Is this the best thing to do with varenecki? Would you ever fry them, or bake them? Are they better fried? Would you boil them first - how long? Fry in butter? Brown them? Should the butter brown, or would I fry them on a low flame to prevent the butter from browning, or is oil better? What kind of sauce? what veg.? Are there other things to do with varenecki?
What side dishes would go well with them?
I've had frozen pelmeni from a Lebanese shop before, they were made from pork. I did the broth, cabbage, sour cream thing. I didn't like them that much. Are pelmeni and varenecki the same thing - or would there be any differences in preparation & the sauces, side dishes that would go best? Are both Russian? How do you prepare and serve pelmeni?
Wow, that's a lot of questions. Let me see what I can do...
Pelmeni are a Russian (specifically Siberian) dish. They are filled with a mixture of meats, usually beef, pork, and veal, and shaped like large tortellini.

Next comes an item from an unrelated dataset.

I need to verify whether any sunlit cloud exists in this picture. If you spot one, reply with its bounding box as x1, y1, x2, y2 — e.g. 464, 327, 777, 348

You boil them in satled water like pasta (about 3 minutes after they float -- taste one to test for doneness). Then drained and tossed with very generous amount of butter (about 1 Tbsp per serving). You can eat them as is, or add some combination of sour cream, black pepper, or a little (1/4 tsp per serving) of white distilled vinegar. Pelemni are never fried or served in broth (at least not in my family ;)
Vareniki is a Ukranian dish (similar to Polish pierogies). They can be filled with potatoes, farmer's cheese, braised cabbage, mushrooms, and berries for dessert. They are boiled just like pelmeni (about 3 minutes after they float), then drained. Savory vareniki can be served like pelmeni (minus the vinegar), or pan fried in butter until slightly crisp on both sides (I usually do it on medium heat in a cast iron or non-stick pan). That's the yummiest way to eat them. Sauces are not usually served with vareniki, but a mixture of caramelized onions and sauteed mushrooms makes a wonderful topping. Oh, and you always top them with sour-cream. Berry vareniki are topped with sour cream and sprinkled with sugar.
Keep in mind that these dishes are best when made at home, and frozen pelemni or vareniki sold in Russian stores are not the best versions of these dishes.
re: A Fish Called Wanda
Good description of pelmeni. I have a very good friend who came to the US from Russia around the time the Soviet Union was breaking up - she's since become a citizen. We had a pelmeni-making marathon a while back, and she likes to eat hers with a mixture of ketchup and warm water (about half and half). Bletch (but the pelmeni were good).